I love technology, both for its promise and occasionally for its beauty. More importantly I love building things.
My handle "scealiontach" is from the Irish scéal iontach, which means a great story. I speak a little bit of Irish, but just don't ask me to direct a light opera.
Traditionally, I build software for infrastructure, but for me that also extends to the more abstract aspects of data management, event driven architectures, and system architecture. I have a recurring interest in graph oriented data, declarative systems, and the management of data, and complex distributed systems.
Quite a lot of my work is closed source and private, but the last few years I have been working in the open, so here is a selection of that work.

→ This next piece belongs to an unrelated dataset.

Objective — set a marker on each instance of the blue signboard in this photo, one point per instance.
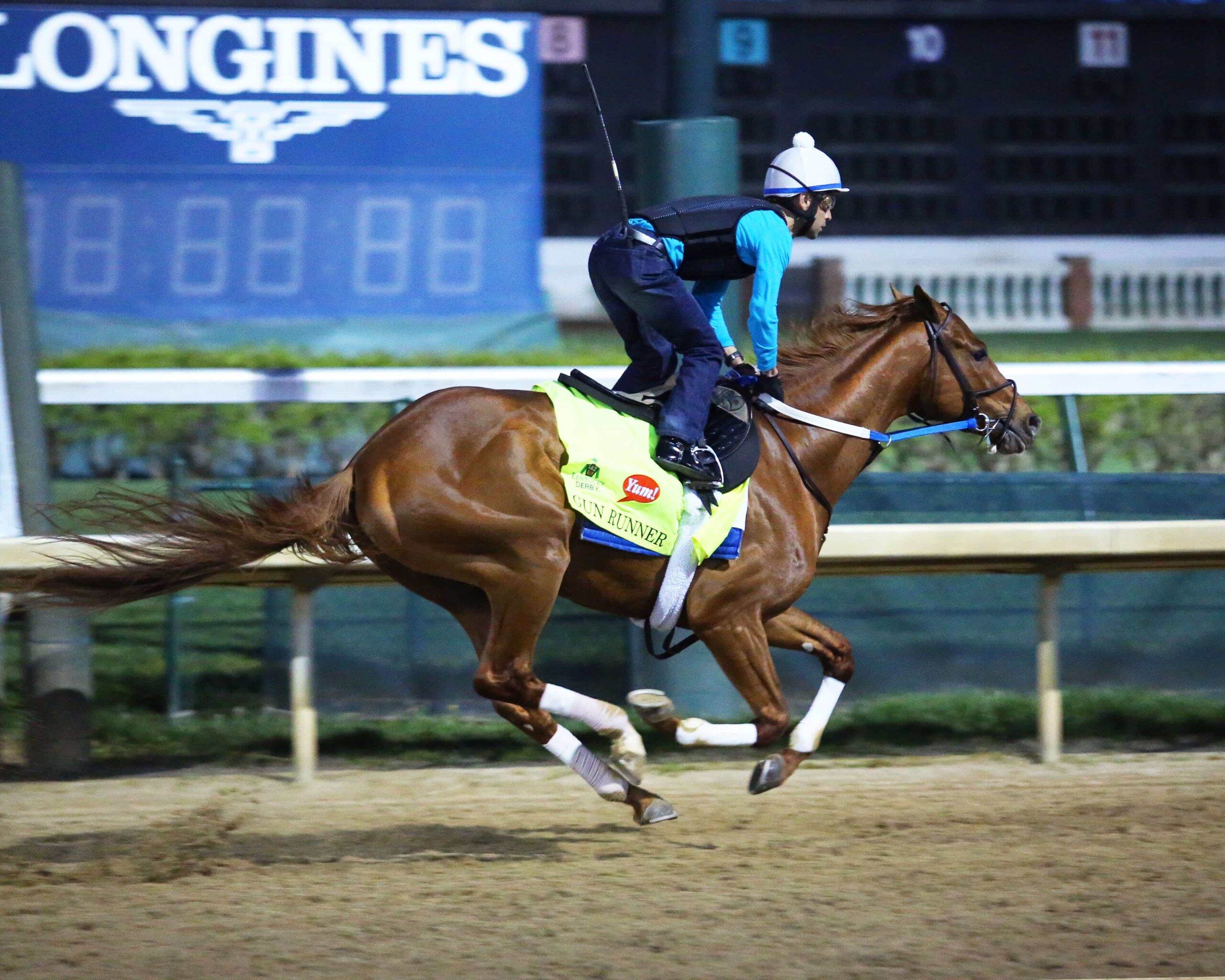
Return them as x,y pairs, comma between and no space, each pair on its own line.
233,165
744,42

Chronicle is an open-source, blockchain-backed, domain-agnostic provenance platform
With BTP, I kicked off Chronicle as a way to bring together the immutable properties of blockchain with the best representation of provenance data I know of: W3C's PROV-O
daml-on-sawtooth is an integration of the DAML smart contract runtime engine, created and open sourced by Digital Asset, with Hyperledger Sawtooth blockchain as the backing DLT.
daml-on-besu is functionally the same as daml-on-sawtooth but implemented on top of Besu, the Java based Ethereum client.
shell-scripts is a collection of various useful scripts and a broad framework of script libraries which I developed for BTP and which is now open-source. Use at your own risk, but there is some good stuff in there.
There are too many interesting things to list all of them but here are a some of my current favorites.
Regardless of how one may feel about these folks, they know what they are doing. Emissary is a pretty fascinating project which reminds me a bit of WAVE-R, at least in intent.
Tim Berners-Lee's vision of returning data control to the hands of those who own it.
Sovrin is "a public service utility enabling self-sovereign identity on the Internet. The Sovrin Network is decentralized, meaning individuals can collect, hold, and choose which identity credentials —such as a driver's license or employment credential—without relying on individual siloed databases that manage the access to those credentials."
So, one day I had to sharpen up my typescript/javascript skills, so that I could give more concrete direction and assistance to my UI developers. I couldn't bear the thought of ploughing through another book designed for web-development types, particularly when what we were up to was backend API development. Instead, I found Bitburner.